Ankara’dan Çekilen Sinemacılar: Biz Bu Filmi Daha Önce Görmüştük!

11 Ekim 2023

Altın Portakal kriz yaratmaya devam ediyor. Tarihte de böyle olmuştur; Antalya’da ya da İstanbul’da yaşanan sansür skandallarının alevi mutlaka Ankara’ya sıçrar.

Ankara’nın film festivali 34 yıllık köklü bir organizasyon. Bu festivali düzenleyenlerin, yani sevgili İrfan ve İnci Demirkol’un sinema sevgisinden bir kez bile şüphe etmedim.  Antalya gibi kimin eline geçtiyse onun oyun bahçesi haline gelen organizasyon da değildir Ankara Film Festivali.. Eleştirmeninden yapımcısına, sektörü kapsar-kollar ama nedense sinemacılarımız bu festivali gözden çıkarmaktan çekinmezler. Sebebini aşağıdaki satırlarda açıklamaya çalışacağım ama uzun lafın kısasını baştan yazayım; akçeli işler bunlar!

Bu yıl 34’üncüsü düzenlenecek Ankara Film Festivali’nin Ulusal Uzun Metraj Film Yarışması’ndaki filmlerden ikisi ön jüri kararı açıklanmadan, üçü ise yarışma filmleri duyurulduktan sonra seçkiden çekildi.

Yarışma seçkisi açıklandıktan sonra çıkanlar, Cemil Ağacıkoğlu’nun Son Hasat’ı, Kıvanç Sezer’in 8×8’i ve Nehir Tuna’nın Yurt filmi… Cemil Ağacıkoğlu hiçbir zaman favori yönetmenim olmadı ancak Kıvanç Sezer ve Nehir Tuna’nın filmleri yarışmanın favorileri arasındaydı. Filmlerin çekilme gerekçeleri ise “festival stratejisinde gittikleri değişiklik” olarak açıklandı. Ön jüri kararı açıklanmadan önce çekilen, bu yüzden ismini anmadığım iki filmin ve bu üçünün ortak bir özelliği var. Bu filmler, Türkiye prömiyerini Kanun Hükmü filmine uygulanan sansür ile gündeme gelen ve festivalin iptaline varan 60. Antalya Altın Portakal’da yapacaktı. Tesadüf mü?

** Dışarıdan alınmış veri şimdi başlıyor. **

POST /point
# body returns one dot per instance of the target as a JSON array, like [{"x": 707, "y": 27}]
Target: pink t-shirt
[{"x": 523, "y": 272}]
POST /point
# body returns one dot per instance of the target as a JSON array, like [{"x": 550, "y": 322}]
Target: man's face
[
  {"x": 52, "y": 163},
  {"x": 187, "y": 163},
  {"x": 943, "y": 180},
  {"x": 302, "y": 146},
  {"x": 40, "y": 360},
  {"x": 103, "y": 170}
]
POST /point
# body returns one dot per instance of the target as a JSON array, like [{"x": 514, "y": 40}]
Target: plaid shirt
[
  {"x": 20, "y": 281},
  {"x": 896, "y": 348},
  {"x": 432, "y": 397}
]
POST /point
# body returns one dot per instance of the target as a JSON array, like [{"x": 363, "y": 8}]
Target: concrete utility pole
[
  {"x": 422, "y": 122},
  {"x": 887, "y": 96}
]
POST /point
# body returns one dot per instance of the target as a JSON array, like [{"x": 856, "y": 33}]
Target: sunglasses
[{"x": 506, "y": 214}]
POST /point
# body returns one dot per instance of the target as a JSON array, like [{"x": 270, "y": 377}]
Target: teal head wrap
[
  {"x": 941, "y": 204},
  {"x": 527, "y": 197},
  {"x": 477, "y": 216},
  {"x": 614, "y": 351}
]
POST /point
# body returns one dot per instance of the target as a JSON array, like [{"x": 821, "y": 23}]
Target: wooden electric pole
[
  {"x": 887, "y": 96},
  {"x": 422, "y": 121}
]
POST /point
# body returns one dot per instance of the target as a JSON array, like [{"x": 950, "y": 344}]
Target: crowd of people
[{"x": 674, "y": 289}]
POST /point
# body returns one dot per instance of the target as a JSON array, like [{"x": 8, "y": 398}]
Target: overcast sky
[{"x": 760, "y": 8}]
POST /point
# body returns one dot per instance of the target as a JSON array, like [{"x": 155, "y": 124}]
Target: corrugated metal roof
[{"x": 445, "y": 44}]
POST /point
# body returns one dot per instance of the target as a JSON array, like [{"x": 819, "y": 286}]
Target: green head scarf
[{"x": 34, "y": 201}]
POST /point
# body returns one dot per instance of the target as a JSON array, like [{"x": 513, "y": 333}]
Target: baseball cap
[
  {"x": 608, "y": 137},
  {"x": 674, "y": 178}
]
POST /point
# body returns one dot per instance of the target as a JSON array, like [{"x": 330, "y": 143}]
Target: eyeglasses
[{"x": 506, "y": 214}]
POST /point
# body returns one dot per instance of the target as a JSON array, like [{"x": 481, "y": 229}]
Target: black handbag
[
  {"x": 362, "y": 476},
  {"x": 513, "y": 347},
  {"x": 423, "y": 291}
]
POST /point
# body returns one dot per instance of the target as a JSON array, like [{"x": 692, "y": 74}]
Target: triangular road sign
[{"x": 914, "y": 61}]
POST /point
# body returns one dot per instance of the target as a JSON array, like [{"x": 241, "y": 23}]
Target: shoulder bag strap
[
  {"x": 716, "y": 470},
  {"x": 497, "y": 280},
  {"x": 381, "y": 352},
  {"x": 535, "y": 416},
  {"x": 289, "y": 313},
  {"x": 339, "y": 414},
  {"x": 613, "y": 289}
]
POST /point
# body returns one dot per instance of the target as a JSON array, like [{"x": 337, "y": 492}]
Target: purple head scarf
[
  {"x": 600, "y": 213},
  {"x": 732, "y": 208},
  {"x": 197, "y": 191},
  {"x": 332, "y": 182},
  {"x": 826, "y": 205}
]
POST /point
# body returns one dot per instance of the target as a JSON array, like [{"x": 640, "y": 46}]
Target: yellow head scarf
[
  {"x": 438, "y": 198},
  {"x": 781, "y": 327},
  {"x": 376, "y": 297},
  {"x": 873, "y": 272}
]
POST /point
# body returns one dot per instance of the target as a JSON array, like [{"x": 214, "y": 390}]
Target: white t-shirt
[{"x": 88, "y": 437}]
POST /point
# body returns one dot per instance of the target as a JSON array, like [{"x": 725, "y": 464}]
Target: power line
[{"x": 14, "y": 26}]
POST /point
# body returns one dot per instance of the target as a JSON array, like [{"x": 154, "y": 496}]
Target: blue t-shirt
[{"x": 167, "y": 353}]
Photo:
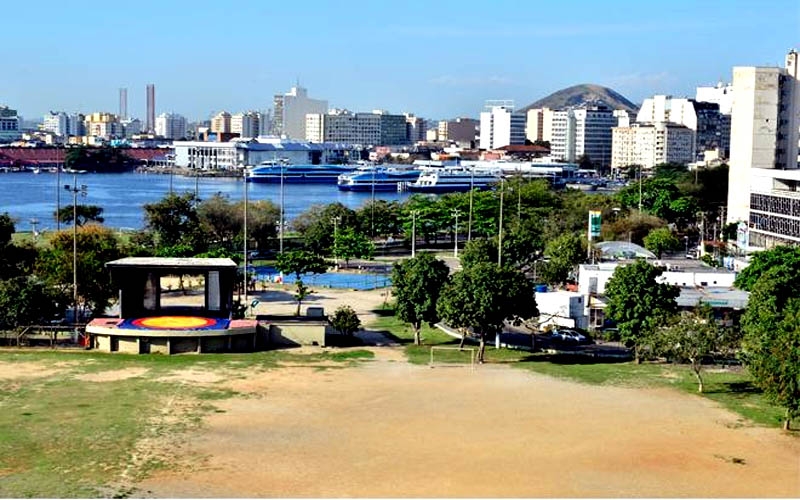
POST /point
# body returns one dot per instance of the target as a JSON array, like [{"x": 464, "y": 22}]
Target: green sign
[{"x": 594, "y": 224}]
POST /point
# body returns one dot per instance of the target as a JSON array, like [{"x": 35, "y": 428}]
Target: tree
[
  {"x": 417, "y": 285},
  {"x": 300, "y": 262},
  {"x": 348, "y": 244},
  {"x": 694, "y": 336},
  {"x": 345, "y": 320},
  {"x": 638, "y": 303},
  {"x": 26, "y": 300},
  {"x": 317, "y": 224},
  {"x": 564, "y": 253},
  {"x": 176, "y": 225},
  {"x": 84, "y": 213},
  {"x": 771, "y": 344},
  {"x": 661, "y": 240},
  {"x": 786, "y": 259},
  {"x": 96, "y": 245},
  {"x": 482, "y": 298}
]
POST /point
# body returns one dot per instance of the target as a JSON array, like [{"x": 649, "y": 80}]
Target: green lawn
[
  {"x": 731, "y": 388},
  {"x": 65, "y": 437}
]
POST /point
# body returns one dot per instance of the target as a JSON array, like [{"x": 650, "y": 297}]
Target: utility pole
[
  {"x": 75, "y": 189},
  {"x": 500, "y": 227},
  {"x": 471, "y": 188},
  {"x": 245, "y": 280},
  {"x": 414, "y": 233},
  {"x": 455, "y": 213}
]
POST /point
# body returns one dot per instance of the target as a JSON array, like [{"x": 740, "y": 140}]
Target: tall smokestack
[
  {"x": 123, "y": 104},
  {"x": 151, "y": 107}
]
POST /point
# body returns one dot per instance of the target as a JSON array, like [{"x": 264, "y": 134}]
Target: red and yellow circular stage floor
[{"x": 176, "y": 323}]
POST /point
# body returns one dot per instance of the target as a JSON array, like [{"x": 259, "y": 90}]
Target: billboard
[{"x": 594, "y": 224}]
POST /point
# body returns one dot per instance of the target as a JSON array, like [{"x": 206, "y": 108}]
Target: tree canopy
[
  {"x": 482, "y": 298},
  {"x": 417, "y": 286},
  {"x": 638, "y": 303}
]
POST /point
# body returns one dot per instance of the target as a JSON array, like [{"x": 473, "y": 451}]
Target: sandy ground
[{"x": 390, "y": 429}]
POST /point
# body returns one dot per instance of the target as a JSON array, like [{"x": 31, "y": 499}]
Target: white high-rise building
[
  {"x": 764, "y": 179},
  {"x": 500, "y": 126},
  {"x": 721, "y": 94},
  {"x": 221, "y": 123},
  {"x": 10, "y": 124},
  {"x": 246, "y": 124},
  {"x": 56, "y": 122},
  {"x": 648, "y": 145},
  {"x": 171, "y": 126},
  {"x": 582, "y": 131},
  {"x": 290, "y": 110}
]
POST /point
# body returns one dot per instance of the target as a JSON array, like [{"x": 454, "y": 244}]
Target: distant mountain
[{"x": 586, "y": 93}]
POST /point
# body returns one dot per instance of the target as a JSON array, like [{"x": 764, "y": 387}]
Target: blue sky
[{"x": 436, "y": 58}]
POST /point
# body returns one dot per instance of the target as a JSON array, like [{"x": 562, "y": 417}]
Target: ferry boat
[
  {"x": 295, "y": 174},
  {"x": 452, "y": 180},
  {"x": 375, "y": 178}
]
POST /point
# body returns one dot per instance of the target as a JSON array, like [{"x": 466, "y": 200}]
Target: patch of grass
[
  {"x": 732, "y": 389},
  {"x": 432, "y": 336},
  {"x": 351, "y": 355}
]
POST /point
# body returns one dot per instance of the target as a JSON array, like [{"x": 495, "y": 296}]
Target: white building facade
[
  {"x": 764, "y": 179},
  {"x": 500, "y": 126},
  {"x": 56, "y": 122},
  {"x": 290, "y": 110},
  {"x": 246, "y": 124},
  {"x": 648, "y": 145},
  {"x": 10, "y": 124},
  {"x": 171, "y": 126}
]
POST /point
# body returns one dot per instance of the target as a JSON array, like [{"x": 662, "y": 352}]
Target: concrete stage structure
[{"x": 145, "y": 325}]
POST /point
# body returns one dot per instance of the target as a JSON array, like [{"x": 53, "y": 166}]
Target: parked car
[{"x": 569, "y": 336}]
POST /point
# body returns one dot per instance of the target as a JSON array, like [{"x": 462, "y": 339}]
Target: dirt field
[{"x": 390, "y": 429}]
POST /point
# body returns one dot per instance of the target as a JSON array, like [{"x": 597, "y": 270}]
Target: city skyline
[{"x": 440, "y": 60}]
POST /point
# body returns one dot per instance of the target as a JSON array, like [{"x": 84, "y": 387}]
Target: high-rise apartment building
[
  {"x": 151, "y": 108},
  {"x": 171, "y": 126},
  {"x": 721, "y": 95},
  {"x": 10, "y": 124},
  {"x": 648, "y": 145},
  {"x": 712, "y": 128},
  {"x": 123, "y": 104},
  {"x": 56, "y": 122},
  {"x": 290, "y": 110},
  {"x": 103, "y": 125},
  {"x": 368, "y": 129},
  {"x": 415, "y": 128},
  {"x": 501, "y": 126},
  {"x": 246, "y": 124},
  {"x": 764, "y": 178},
  {"x": 578, "y": 132},
  {"x": 221, "y": 123},
  {"x": 462, "y": 131}
]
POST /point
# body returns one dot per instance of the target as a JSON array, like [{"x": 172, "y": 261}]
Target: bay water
[{"x": 27, "y": 196}]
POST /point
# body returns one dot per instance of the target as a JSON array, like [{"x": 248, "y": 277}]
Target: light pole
[
  {"x": 75, "y": 189},
  {"x": 640, "y": 188},
  {"x": 471, "y": 188},
  {"x": 335, "y": 220},
  {"x": 245, "y": 281},
  {"x": 500, "y": 227},
  {"x": 455, "y": 214},
  {"x": 414, "y": 233}
]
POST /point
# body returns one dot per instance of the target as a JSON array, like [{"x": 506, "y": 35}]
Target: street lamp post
[
  {"x": 335, "y": 220},
  {"x": 244, "y": 230},
  {"x": 455, "y": 213},
  {"x": 75, "y": 189},
  {"x": 414, "y": 233},
  {"x": 471, "y": 188},
  {"x": 500, "y": 227}
]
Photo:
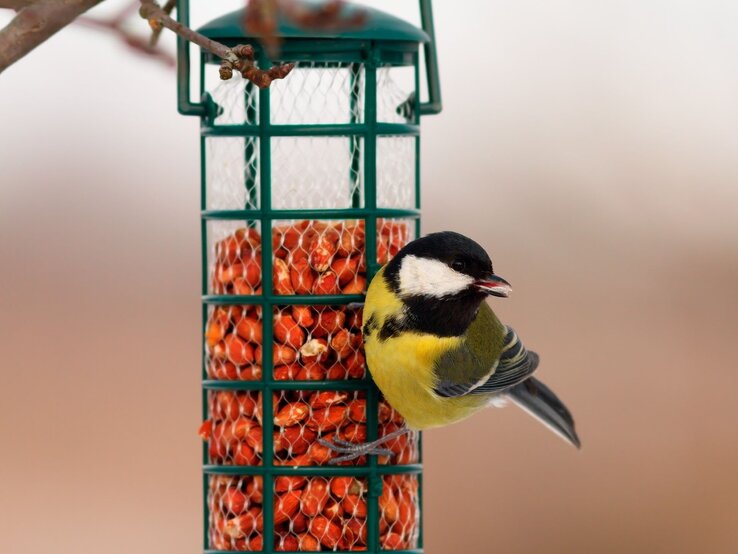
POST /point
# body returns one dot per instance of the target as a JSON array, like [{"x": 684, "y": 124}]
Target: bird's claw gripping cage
[{"x": 295, "y": 178}]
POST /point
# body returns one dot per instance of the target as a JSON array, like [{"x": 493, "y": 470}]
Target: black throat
[{"x": 443, "y": 317}]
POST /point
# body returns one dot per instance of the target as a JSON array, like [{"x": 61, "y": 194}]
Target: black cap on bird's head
[{"x": 444, "y": 265}]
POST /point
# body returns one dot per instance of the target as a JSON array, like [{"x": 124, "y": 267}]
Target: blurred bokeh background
[{"x": 592, "y": 147}]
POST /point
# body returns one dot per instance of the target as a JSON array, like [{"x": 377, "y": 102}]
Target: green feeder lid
[{"x": 378, "y": 25}]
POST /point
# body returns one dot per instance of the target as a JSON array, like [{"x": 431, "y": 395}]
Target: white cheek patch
[{"x": 428, "y": 277}]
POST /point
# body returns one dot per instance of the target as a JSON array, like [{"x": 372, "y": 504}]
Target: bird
[{"x": 437, "y": 351}]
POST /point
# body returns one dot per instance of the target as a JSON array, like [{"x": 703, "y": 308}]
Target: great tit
[{"x": 435, "y": 348}]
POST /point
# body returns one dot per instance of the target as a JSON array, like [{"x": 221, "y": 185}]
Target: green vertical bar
[
  {"x": 265, "y": 151},
  {"x": 416, "y": 111},
  {"x": 251, "y": 163},
  {"x": 203, "y": 371},
  {"x": 355, "y": 141},
  {"x": 370, "y": 202}
]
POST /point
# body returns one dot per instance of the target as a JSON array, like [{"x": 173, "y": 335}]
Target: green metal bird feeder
[{"x": 308, "y": 188}]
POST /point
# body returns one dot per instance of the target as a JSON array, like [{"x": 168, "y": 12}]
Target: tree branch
[
  {"x": 34, "y": 23},
  {"x": 240, "y": 58},
  {"x": 14, "y": 4}
]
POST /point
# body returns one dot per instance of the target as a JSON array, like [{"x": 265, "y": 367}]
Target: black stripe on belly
[
  {"x": 370, "y": 326},
  {"x": 392, "y": 327}
]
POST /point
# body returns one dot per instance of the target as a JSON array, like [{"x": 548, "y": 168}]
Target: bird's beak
[{"x": 494, "y": 286}]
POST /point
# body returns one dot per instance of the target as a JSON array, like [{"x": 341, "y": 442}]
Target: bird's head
[{"x": 444, "y": 266}]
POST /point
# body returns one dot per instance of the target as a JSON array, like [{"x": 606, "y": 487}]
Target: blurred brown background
[{"x": 592, "y": 147}]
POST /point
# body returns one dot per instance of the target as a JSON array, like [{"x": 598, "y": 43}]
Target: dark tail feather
[{"x": 539, "y": 401}]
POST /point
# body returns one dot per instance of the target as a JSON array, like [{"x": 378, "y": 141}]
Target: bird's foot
[{"x": 351, "y": 451}]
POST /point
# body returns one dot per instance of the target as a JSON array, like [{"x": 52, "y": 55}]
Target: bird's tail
[{"x": 539, "y": 401}]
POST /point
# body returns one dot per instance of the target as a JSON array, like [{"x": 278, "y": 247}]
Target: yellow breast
[{"x": 402, "y": 366}]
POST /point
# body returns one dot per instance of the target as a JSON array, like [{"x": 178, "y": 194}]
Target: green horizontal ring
[
  {"x": 313, "y": 471},
  {"x": 346, "y": 213},
  {"x": 338, "y": 129},
  {"x": 417, "y": 551},
  {"x": 345, "y": 385},
  {"x": 287, "y": 299}
]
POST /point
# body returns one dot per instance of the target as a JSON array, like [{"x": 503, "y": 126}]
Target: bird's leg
[{"x": 352, "y": 451}]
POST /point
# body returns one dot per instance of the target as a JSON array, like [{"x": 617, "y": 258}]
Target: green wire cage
[{"x": 308, "y": 188}]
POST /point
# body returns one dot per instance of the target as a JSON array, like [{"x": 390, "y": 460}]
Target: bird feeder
[{"x": 309, "y": 186}]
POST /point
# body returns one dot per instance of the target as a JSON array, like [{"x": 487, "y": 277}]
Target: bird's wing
[{"x": 492, "y": 359}]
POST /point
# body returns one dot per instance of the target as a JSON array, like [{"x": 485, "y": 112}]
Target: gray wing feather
[{"x": 515, "y": 365}]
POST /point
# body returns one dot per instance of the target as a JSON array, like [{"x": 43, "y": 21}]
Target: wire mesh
[
  {"x": 316, "y": 94},
  {"x": 236, "y": 98},
  {"x": 311, "y": 513},
  {"x": 316, "y": 172},
  {"x": 395, "y": 87}
]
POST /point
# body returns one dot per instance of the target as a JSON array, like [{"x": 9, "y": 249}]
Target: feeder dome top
[{"x": 377, "y": 25}]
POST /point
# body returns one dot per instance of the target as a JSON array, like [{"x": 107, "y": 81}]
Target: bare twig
[
  {"x": 36, "y": 22},
  {"x": 240, "y": 58},
  {"x": 260, "y": 18},
  {"x": 167, "y": 9},
  {"x": 326, "y": 16}
]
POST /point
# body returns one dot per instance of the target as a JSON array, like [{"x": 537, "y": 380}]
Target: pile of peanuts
[
  {"x": 235, "y": 429},
  {"x": 310, "y": 257},
  {"x": 310, "y": 343},
  {"x": 311, "y": 514}
]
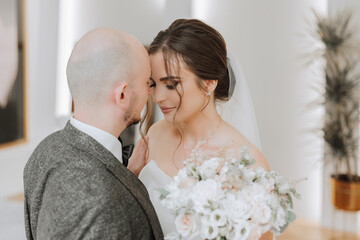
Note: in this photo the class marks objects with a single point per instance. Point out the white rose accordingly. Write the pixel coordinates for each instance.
(185, 224)
(249, 175)
(268, 184)
(208, 168)
(191, 171)
(261, 214)
(255, 232)
(209, 231)
(236, 208)
(204, 192)
(240, 231)
(217, 218)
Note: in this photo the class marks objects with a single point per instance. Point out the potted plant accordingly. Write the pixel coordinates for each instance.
(340, 55)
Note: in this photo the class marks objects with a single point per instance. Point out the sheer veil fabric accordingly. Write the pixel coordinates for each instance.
(239, 111)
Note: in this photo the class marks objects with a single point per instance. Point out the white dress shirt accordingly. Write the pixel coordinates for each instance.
(107, 140)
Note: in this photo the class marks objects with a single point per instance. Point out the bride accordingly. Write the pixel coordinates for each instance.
(191, 72)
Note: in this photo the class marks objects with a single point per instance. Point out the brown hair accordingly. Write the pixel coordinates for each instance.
(200, 47)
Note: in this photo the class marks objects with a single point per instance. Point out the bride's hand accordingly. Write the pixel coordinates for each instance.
(137, 160)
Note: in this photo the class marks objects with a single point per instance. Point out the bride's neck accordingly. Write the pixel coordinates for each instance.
(201, 126)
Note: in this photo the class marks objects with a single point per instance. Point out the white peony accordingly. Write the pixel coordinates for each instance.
(208, 168)
(205, 192)
(185, 224)
(249, 175)
(209, 231)
(240, 231)
(261, 214)
(217, 218)
(236, 208)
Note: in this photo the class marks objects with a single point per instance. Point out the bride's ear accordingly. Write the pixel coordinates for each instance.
(210, 85)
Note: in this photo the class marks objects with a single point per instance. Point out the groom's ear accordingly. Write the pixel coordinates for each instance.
(210, 85)
(121, 94)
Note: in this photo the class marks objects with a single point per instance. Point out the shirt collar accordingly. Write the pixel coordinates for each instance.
(106, 139)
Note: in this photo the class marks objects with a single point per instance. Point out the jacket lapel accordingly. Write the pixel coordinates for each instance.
(83, 141)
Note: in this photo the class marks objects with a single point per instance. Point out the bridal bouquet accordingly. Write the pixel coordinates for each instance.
(220, 198)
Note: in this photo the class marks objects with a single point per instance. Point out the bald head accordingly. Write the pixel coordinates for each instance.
(102, 58)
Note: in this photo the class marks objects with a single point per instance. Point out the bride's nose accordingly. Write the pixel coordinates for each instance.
(159, 94)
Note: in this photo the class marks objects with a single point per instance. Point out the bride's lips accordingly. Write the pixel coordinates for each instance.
(167, 109)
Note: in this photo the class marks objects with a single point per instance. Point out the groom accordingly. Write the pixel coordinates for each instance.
(76, 186)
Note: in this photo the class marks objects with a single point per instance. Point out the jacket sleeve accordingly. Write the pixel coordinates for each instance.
(82, 203)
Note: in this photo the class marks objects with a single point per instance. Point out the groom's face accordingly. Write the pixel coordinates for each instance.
(139, 91)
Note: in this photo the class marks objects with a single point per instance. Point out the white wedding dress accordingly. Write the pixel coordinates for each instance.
(238, 111)
(153, 178)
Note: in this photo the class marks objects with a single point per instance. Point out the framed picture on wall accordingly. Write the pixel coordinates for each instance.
(12, 73)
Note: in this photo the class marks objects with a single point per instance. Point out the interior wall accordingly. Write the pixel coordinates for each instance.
(270, 40)
(40, 42)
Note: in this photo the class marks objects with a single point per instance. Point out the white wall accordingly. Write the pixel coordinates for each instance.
(41, 39)
(269, 38)
(141, 18)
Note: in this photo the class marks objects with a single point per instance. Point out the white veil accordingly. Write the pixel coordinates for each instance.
(239, 111)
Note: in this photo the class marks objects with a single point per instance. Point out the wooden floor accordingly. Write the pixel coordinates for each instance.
(299, 230)
(303, 230)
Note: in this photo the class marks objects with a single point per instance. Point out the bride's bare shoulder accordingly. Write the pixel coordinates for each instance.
(158, 132)
(238, 140)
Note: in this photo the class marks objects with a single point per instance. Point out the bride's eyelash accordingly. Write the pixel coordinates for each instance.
(172, 85)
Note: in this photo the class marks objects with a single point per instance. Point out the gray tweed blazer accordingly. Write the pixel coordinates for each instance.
(76, 189)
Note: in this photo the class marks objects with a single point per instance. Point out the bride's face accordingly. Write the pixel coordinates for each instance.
(177, 88)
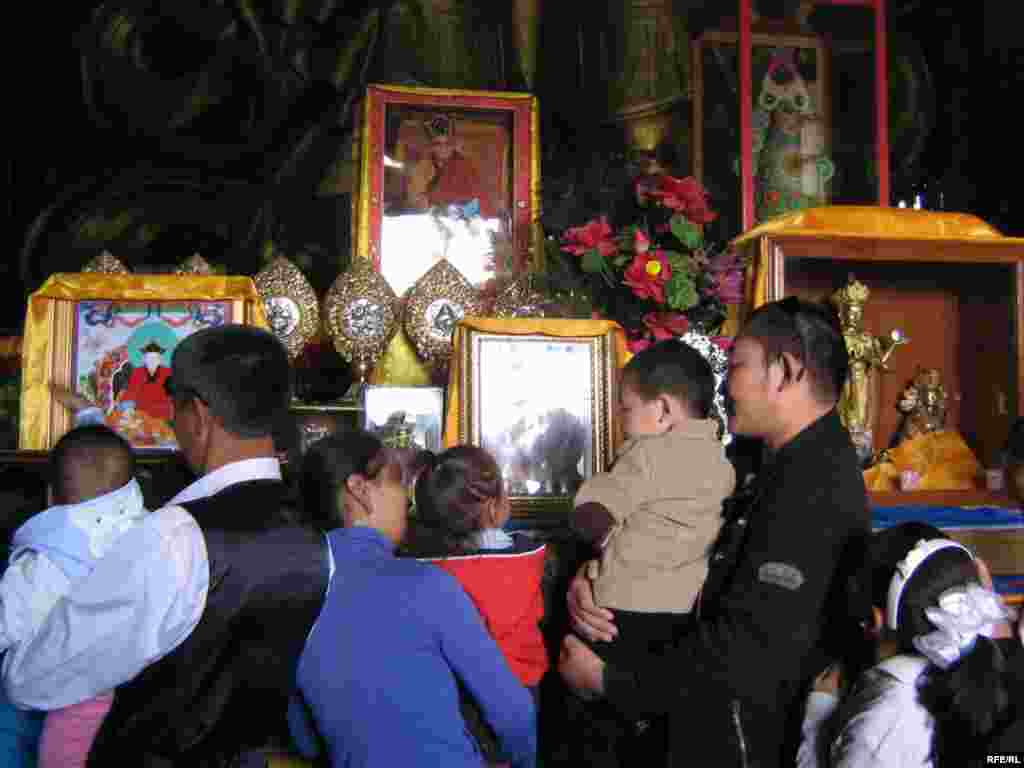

Bakın ben size işin aslını yazayım; evet, Muhittin Böcek Altın Portakal’ı iptal etti, Ahmet Boyacıoğlu ve ekibini kovdu, ancak şehrindeki sinemaseverlerin yerel seçimlerde bunu cezalandıracağının da farkında. Bu Altın Portakal krizi başkanlıktan edebilir. Bu endişeyle bir karar verildi, Altın Portakal 2023 bitmeden yapılacak ama Necla Demirci’nin Kanun Hükmü filmi yine seçkide olmayacak çünkü muhtemelen belgesel yarışması iptal edilecek. Sinemacıları yarışmaya nasıl ikna edecekler? Basit! Ulusal Uzun Metraj Yarışması’nın ödül miktarı arttırılacak. Düşünülen rakamı da biliyorum ancak şu an yazmam. Geri kalan maliyetlerin kısıldığı, dışarıdan az sayıda konuğun çağrıldığı, Antalyalıları memnun edecek bir organizasyon şeması düşünülüyor.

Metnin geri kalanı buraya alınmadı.